Because the woman he identified as the source of the story, a Mexican activist named Karla Jacinto Romero, has retold her personal history repeatedly in public, including in front of Congress, for years and explained that events described took place in Mexico between 2004 and 2008 when she was a child and George W. Bush was president, Katz slammed Britt for making it seem "as if this woman had confided something in her and as if she was describing actions that had taken place on or even near the U.S.-Mexico border during Joe Biden's presidency," which just isn't true based on the record.
"I don't know even know what to say," Katz remarks in the video, "except that it is just fundamentally dishonest."
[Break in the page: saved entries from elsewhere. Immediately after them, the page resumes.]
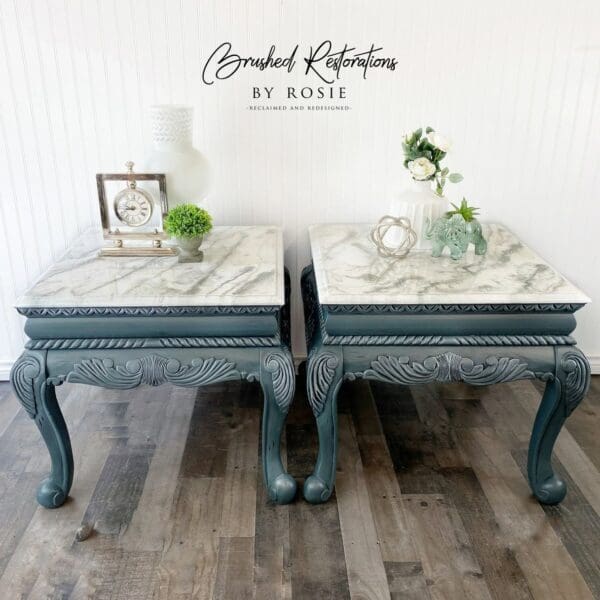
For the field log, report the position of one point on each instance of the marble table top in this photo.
(243, 266)
(348, 270)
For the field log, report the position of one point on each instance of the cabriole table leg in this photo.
(277, 379)
(36, 393)
(563, 394)
(324, 378)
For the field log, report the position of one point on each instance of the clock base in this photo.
(137, 251)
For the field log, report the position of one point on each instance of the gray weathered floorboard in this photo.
(432, 494)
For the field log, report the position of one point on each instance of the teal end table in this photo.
(482, 320)
(120, 322)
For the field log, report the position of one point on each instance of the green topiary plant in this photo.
(187, 221)
(468, 213)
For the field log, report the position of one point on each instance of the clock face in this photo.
(133, 207)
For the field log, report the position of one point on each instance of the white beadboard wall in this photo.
(514, 84)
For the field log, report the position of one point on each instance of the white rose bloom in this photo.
(439, 141)
(421, 168)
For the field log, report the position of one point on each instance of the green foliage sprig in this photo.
(468, 213)
(423, 153)
(187, 221)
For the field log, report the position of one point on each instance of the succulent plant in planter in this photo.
(187, 224)
(457, 229)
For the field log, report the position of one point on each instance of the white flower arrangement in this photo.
(422, 157)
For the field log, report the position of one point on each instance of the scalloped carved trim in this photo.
(144, 311)
(577, 379)
(320, 375)
(447, 367)
(282, 371)
(152, 370)
(447, 340)
(451, 308)
(22, 376)
(145, 342)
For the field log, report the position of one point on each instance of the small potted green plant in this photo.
(187, 224)
(456, 230)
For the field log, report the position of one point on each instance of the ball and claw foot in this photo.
(551, 491)
(316, 490)
(283, 489)
(50, 494)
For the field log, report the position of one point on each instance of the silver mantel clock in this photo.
(133, 213)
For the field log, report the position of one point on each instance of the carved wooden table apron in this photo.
(482, 320)
(160, 333)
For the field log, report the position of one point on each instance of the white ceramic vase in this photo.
(420, 204)
(187, 170)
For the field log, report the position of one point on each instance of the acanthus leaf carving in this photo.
(281, 368)
(320, 375)
(152, 370)
(577, 378)
(447, 367)
(22, 376)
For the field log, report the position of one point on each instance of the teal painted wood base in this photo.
(253, 345)
(429, 357)
(36, 373)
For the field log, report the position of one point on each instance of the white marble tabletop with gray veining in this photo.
(243, 266)
(348, 270)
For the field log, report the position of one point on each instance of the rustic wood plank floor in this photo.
(431, 499)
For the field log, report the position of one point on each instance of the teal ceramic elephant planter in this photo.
(457, 234)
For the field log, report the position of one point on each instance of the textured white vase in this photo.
(419, 204)
(187, 170)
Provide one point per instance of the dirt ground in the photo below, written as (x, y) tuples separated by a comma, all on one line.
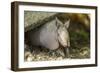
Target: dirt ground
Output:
[(42, 54)]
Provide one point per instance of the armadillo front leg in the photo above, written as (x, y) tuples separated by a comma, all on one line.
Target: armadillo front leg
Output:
[(66, 51)]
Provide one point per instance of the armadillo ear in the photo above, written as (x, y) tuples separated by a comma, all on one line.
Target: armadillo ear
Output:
[(67, 23), (58, 21)]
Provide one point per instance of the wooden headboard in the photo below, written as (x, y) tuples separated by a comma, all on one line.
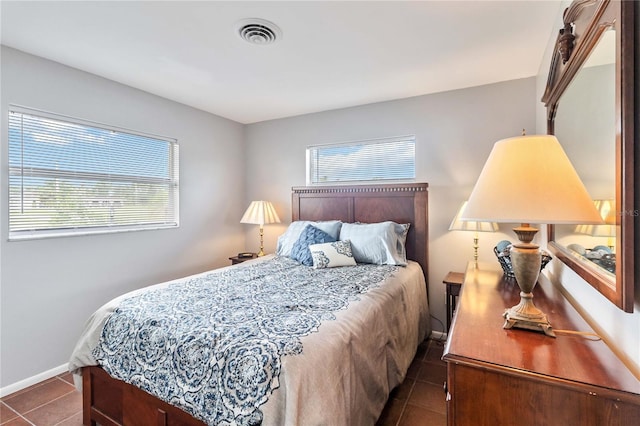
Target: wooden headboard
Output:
[(401, 203)]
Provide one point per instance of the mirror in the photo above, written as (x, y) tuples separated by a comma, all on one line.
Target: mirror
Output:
[(591, 113), (591, 145)]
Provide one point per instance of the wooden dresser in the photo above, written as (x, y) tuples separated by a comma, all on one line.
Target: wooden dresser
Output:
[(519, 377)]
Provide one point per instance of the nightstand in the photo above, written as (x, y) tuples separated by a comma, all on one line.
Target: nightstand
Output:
[(235, 259), (453, 281)]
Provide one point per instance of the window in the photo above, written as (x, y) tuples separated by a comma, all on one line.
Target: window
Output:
[(370, 160), (68, 176)]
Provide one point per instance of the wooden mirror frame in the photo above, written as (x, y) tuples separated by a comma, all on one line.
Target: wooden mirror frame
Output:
[(584, 23)]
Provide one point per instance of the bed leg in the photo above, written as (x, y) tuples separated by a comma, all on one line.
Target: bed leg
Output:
[(86, 398), (161, 418)]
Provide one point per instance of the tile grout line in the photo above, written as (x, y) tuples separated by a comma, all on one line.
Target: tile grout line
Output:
[(50, 401), (404, 404)]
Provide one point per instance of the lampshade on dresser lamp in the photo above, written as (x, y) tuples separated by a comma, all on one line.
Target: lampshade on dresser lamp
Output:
[(260, 213), (457, 224), (607, 210), (529, 179)]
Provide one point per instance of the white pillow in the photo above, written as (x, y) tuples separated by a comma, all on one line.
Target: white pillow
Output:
[(331, 255), (291, 235), (380, 243)]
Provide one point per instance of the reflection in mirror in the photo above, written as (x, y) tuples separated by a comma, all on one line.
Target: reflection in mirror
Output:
[(585, 124)]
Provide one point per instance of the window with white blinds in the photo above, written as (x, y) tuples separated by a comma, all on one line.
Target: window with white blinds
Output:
[(68, 176), (369, 160)]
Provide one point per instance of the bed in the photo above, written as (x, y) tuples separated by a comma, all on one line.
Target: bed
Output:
[(324, 360)]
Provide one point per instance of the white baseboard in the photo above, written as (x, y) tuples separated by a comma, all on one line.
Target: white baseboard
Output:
[(22, 384), (438, 335)]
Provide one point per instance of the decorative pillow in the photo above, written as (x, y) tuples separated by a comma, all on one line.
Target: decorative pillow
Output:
[(331, 255), (310, 235), (291, 235), (380, 243)]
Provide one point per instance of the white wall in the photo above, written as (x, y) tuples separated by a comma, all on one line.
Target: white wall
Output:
[(621, 330), (455, 132), (49, 287)]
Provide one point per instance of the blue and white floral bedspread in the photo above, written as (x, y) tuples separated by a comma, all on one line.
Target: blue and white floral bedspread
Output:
[(213, 344)]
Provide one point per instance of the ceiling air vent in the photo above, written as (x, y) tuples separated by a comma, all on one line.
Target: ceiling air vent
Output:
[(259, 31)]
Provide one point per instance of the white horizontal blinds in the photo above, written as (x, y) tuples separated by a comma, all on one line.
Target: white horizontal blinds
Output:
[(67, 176), (370, 160)]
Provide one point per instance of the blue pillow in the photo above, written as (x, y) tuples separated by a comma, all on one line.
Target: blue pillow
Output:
[(309, 235)]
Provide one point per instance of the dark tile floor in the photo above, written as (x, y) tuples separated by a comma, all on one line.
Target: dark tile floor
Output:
[(52, 402), (419, 400)]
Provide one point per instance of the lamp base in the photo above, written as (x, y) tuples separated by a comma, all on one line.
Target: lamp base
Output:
[(526, 315)]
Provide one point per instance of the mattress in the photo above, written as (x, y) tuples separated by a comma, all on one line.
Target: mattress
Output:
[(267, 341)]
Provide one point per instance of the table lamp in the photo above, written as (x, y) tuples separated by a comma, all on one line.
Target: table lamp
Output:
[(260, 213), (529, 179), (457, 224)]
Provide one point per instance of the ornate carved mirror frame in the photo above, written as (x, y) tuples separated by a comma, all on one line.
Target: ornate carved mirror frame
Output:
[(585, 21)]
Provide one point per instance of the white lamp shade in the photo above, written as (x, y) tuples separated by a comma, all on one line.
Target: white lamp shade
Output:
[(457, 224), (260, 213), (529, 179)]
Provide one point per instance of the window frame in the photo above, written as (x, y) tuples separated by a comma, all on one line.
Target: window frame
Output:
[(364, 142), (172, 181)]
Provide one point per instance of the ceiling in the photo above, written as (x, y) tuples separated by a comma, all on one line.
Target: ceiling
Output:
[(331, 54)]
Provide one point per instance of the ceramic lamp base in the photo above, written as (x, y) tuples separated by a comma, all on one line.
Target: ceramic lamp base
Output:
[(526, 260), (526, 315)]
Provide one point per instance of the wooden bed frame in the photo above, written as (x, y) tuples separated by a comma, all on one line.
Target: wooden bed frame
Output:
[(109, 401)]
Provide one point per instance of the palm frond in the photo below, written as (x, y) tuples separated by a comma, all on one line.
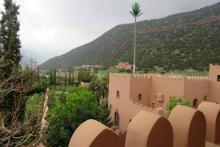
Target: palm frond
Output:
[(136, 11)]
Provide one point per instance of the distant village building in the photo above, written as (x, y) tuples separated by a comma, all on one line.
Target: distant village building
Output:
[(92, 66), (129, 94), (123, 65)]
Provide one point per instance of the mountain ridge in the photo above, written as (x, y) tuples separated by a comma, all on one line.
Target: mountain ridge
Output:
[(156, 39)]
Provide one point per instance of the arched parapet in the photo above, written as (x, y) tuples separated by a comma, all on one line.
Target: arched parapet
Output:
[(149, 130), (189, 127), (94, 134), (212, 115)]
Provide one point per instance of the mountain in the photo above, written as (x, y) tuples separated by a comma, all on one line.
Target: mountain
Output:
[(180, 41)]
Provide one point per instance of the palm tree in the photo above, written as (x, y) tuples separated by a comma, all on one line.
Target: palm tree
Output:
[(135, 12)]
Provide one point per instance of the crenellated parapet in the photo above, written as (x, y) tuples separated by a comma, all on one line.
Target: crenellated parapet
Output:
[(185, 127), (199, 78)]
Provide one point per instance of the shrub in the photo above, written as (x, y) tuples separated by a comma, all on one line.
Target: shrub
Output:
[(174, 100), (80, 105)]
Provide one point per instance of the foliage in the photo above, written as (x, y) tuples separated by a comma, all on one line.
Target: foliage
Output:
[(84, 75), (136, 11), (9, 37), (37, 87), (56, 95), (181, 41), (33, 107), (64, 118), (174, 100)]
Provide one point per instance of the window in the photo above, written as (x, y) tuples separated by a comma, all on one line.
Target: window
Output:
[(116, 118), (117, 94), (139, 97), (195, 103), (218, 78)]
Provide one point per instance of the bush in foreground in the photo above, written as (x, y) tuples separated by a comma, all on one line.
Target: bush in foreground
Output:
[(80, 105)]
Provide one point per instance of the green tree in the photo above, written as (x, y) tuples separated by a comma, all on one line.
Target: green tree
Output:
[(80, 106), (174, 100), (135, 12), (9, 38), (84, 75)]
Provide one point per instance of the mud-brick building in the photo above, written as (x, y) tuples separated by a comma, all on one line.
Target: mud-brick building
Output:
[(129, 94)]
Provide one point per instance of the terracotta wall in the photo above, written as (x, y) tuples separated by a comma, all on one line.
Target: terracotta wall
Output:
[(121, 83), (196, 88), (152, 87), (140, 89), (167, 86)]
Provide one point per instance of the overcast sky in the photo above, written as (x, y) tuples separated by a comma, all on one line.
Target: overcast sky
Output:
[(53, 27)]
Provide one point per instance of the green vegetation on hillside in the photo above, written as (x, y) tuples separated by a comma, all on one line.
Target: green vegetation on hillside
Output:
[(79, 106), (181, 41), (174, 101)]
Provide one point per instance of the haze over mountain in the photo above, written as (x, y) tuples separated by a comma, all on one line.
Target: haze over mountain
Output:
[(180, 41)]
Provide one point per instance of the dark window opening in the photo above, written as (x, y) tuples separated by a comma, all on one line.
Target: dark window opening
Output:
[(117, 94), (218, 78), (195, 103), (139, 97)]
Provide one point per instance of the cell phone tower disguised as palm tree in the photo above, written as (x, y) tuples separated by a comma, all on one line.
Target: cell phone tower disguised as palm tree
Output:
[(135, 12)]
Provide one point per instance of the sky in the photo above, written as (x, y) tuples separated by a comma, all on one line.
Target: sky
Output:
[(52, 27)]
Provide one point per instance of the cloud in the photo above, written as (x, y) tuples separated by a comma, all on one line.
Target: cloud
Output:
[(53, 27)]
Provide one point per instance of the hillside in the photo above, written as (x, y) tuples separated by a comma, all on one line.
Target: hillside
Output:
[(180, 41)]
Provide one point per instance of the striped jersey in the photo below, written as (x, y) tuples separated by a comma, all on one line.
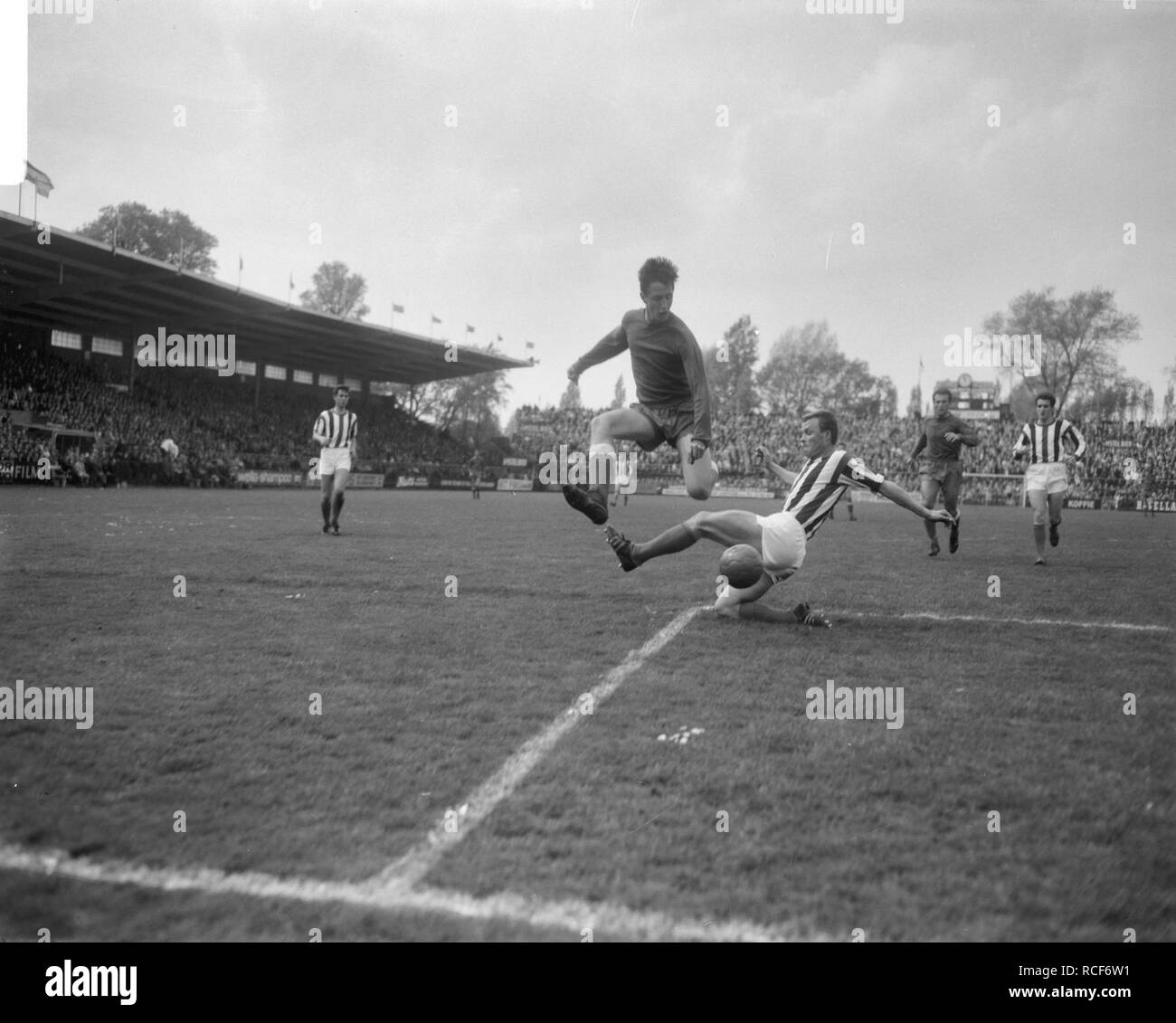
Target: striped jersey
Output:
[(821, 483), (1045, 442), (339, 427)]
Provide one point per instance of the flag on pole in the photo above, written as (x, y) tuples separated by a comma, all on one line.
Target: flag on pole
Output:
[(40, 180)]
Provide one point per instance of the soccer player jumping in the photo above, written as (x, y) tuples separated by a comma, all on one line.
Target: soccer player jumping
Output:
[(782, 537), (941, 467), (1046, 478), (336, 430), (673, 398)]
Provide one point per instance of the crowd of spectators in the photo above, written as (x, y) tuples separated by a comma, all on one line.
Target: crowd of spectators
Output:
[(222, 427), (886, 445), (219, 427)]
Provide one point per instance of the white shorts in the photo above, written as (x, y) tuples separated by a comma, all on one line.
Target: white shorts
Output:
[(1048, 477), (783, 545), (330, 459)]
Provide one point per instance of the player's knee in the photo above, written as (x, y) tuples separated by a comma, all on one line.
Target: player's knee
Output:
[(697, 525)]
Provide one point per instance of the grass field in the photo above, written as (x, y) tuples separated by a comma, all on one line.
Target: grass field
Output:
[(442, 635)]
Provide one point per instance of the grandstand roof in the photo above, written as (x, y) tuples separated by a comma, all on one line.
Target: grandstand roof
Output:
[(78, 283)]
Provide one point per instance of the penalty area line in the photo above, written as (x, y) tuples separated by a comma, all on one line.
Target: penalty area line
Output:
[(989, 620), (457, 823), (573, 915)]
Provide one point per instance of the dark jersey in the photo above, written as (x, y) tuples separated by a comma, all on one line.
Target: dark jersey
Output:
[(934, 442), (667, 365), (821, 483)]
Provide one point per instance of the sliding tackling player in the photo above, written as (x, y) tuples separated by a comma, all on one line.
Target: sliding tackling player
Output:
[(782, 537), (336, 431), (673, 403)]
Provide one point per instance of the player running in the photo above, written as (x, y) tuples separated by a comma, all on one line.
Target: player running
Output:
[(336, 431), (477, 466), (941, 469), (673, 403), (782, 537), (1046, 477)]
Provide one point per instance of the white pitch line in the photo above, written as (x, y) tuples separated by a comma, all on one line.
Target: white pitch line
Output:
[(573, 915), (453, 827), (1125, 626)]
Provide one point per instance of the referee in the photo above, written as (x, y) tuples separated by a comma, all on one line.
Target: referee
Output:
[(336, 431), (941, 467)]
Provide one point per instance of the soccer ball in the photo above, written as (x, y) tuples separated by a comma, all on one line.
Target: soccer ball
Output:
[(741, 564)]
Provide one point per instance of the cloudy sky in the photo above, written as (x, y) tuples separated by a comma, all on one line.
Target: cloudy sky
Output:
[(509, 165)]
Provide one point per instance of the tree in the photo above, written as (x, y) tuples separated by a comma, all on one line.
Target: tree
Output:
[(806, 369), (169, 236), (467, 406), (730, 367), (337, 290), (619, 393), (1080, 336), (800, 369)]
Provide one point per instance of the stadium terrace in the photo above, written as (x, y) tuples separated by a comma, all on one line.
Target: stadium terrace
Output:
[(198, 349)]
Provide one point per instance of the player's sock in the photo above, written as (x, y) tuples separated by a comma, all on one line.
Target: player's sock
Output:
[(602, 469), (671, 541)]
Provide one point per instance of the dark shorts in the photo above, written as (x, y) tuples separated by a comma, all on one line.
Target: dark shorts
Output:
[(669, 423), (945, 473)]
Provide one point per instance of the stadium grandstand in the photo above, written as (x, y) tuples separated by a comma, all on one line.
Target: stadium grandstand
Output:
[(71, 391), (71, 387)]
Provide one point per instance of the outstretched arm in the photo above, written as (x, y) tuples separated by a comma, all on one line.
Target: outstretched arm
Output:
[(904, 500), (612, 344), (761, 458)]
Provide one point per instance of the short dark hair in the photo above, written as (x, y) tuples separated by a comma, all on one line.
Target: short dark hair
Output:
[(657, 269), (824, 422)]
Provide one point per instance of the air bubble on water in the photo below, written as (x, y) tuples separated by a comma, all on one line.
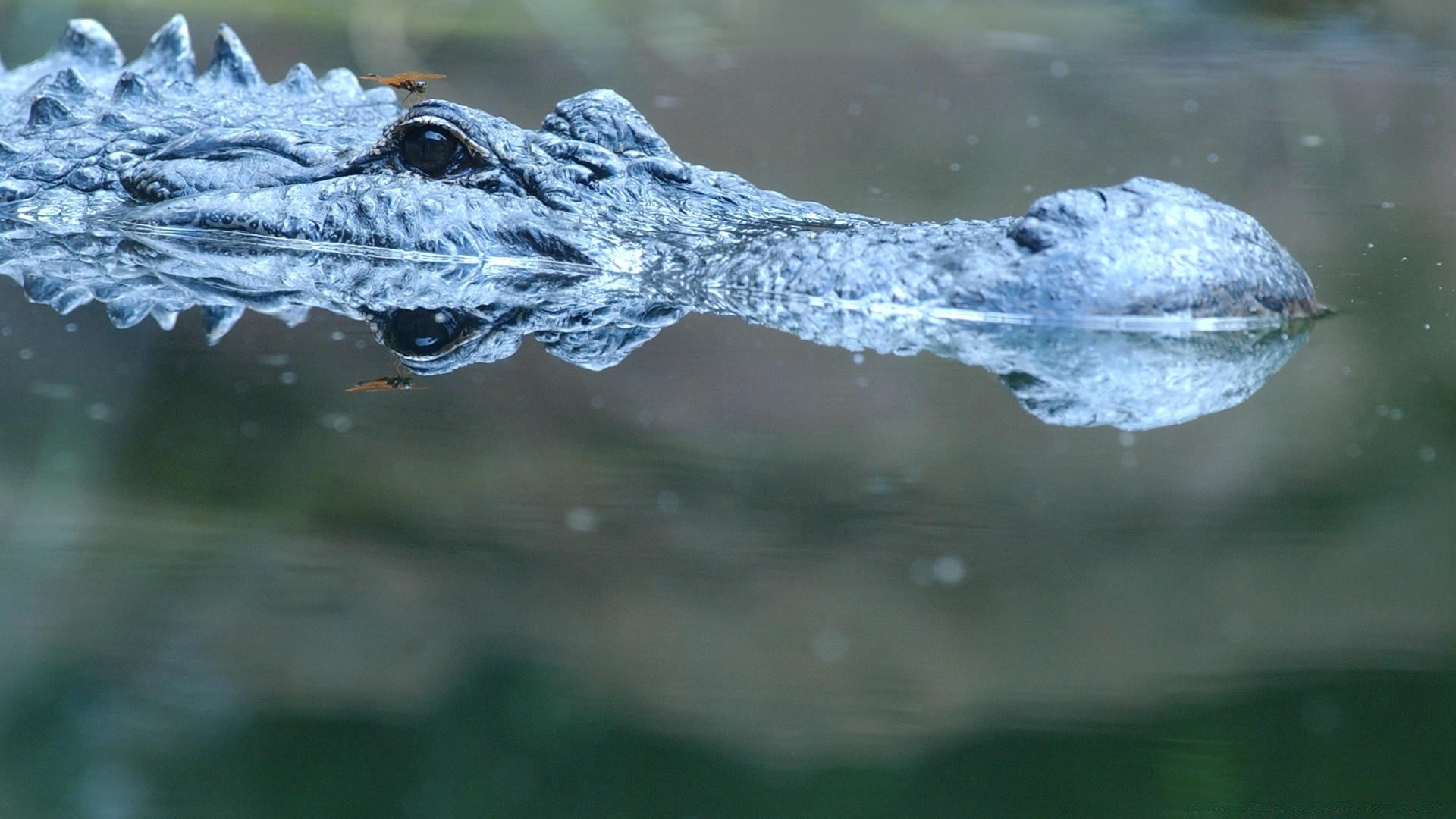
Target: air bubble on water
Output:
[(948, 570), (337, 422), (829, 645), (582, 519)]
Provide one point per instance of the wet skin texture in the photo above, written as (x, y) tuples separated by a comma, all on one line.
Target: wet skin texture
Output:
[(152, 143)]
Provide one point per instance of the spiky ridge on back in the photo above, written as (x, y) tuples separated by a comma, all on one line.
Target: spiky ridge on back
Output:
[(73, 120)]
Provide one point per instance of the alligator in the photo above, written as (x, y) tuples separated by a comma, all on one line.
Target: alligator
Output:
[(155, 188), (321, 161)]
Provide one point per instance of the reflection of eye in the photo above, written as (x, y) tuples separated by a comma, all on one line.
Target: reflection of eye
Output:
[(421, 331), (435, 152)]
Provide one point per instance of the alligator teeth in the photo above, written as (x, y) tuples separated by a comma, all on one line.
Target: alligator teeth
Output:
[(300, 80), (130, 88), (218, 319), (344, 82), (49, 111), (128, 311), (60, 297), (67, 85), (291, 315), (169, 55), (89, 42), (231, 61), (165, 318)]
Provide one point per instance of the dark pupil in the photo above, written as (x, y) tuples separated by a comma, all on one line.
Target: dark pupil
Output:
[(419, 333), (428, 150)]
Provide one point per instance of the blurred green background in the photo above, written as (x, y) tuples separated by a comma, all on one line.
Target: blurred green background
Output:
[(740, 575)]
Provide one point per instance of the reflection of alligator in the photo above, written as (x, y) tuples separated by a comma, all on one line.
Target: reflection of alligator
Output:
[(596, 186)]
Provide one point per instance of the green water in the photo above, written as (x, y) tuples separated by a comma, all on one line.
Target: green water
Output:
[(740, 575)]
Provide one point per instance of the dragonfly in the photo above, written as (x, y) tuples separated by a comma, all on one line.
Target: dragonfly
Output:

The gut-wrenching story that Britt told to fearmonger over Biden's border policy and denigrate immigrants and asylum-seekers to right-wing voters and unsuspecting viewers, explains Katz, "didn't happen in the United States" and "it's not an example of something that happened recently and is not even an example of something that happened on the border, and certainly not something that happened under Joe Biden."
But why would she do that? "It's very clear to me," says Katz, that Britt was "trying to create an association in the people's mind between Joe Biden, the border, Mexicans... or people of Latin descent, and sexual violence. That's what she's going for and she's doing it on the basis of what you can only say is just an out and out lie."
Katz said Friday he reached out to Britt's office for some kind of explanation but had yet to hear back. He said he would update his post if he learned more from the Senator or her office, "But for now it just looks like she got on national television and lied about something really horrific and really important for her own personal and her party's political gain."
The Washington Post later confirmed with Sean Ross, a spokesperson in Britt's office, that the women referred to during Thursday night's speech was Karla Jacinto Romero, but disputed anything about the senator's language was misleading.
But many who had watched Katz's seemed much more convinced of his case and others condemned Britt for exploiting Romero's story for cynical and deceptive political gain.
Josh Marshall, editor-in-chief of TalkingPointsMemo, congratulated Katz on the "amazing" piece and said the video revealed that Britt is "not only an emotionally disregulated freak, but a big fat liar."